En voiture, la comm - intro beeld - pub2-2014
«Il y a deux choses qui sont toujours vraies à propos de l'automobile: une voiture, c'est le deuxième achat le plus important dans la vie du consommateur, après son habitation. Puis, c'est sans doute le seul produit au monde pour lequel la charge émotionnelle est aussi importante que la charge rationnelle,» rappelle Louis Gendebien, président de Serviceplan. «Le tout est donc de suivre les évolutions, tout en respectant l'équilibre entre le bénéfice utilitaire et l'aspect émotionnel.»

Aujourd'hui, plus aucune voiture n'est considérée comme mauvaise.
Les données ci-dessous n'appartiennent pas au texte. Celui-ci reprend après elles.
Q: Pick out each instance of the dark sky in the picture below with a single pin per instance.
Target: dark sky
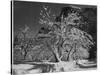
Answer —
(27, 13)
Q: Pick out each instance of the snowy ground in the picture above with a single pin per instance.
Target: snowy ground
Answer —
(25, 69)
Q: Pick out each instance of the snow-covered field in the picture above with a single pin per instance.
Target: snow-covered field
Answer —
(25, 69)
Tout ce qui touche au moteur est devenu un acquis pour le consommateur. Alors les marques essayent de se distinguer à partir d'autre chose, à savoir les options et innovations technologiques comme le véhicule connecté. «Mais j'ai l'impression que cela aussi se banalise parce qu'on est arrivé à un bon stade de développement,» poursuit notre interlocuteur. «Le GPS ou une réduction d'émission de CO2, par exemple, sont quasiment devenus des standards. Même les véhicules les plus basiques intègrent des systèmes qui étaient encore optionnels il n'y a pas si longtemps.»
Certaines marques misent pourtant beaucoup sur leurs idées originales – de l'assistance de parking à la lecture orale de sms – les plaçant ainsi au cœur de leurs messages publicitaires. «Je ne pense pas que ceci devrait être le premier argument de vente parce que le consommateur ne choisit pas une voiture sur base de ses accessoires. Cela reste très superficiel. Il y a déjà eu de nombreuses propositions très malines, mais elles n'ont jamais suffit à faire la différence. D'autant plus que dès qu'une marque lance une nouveauté, les autres suivent très rapidement.»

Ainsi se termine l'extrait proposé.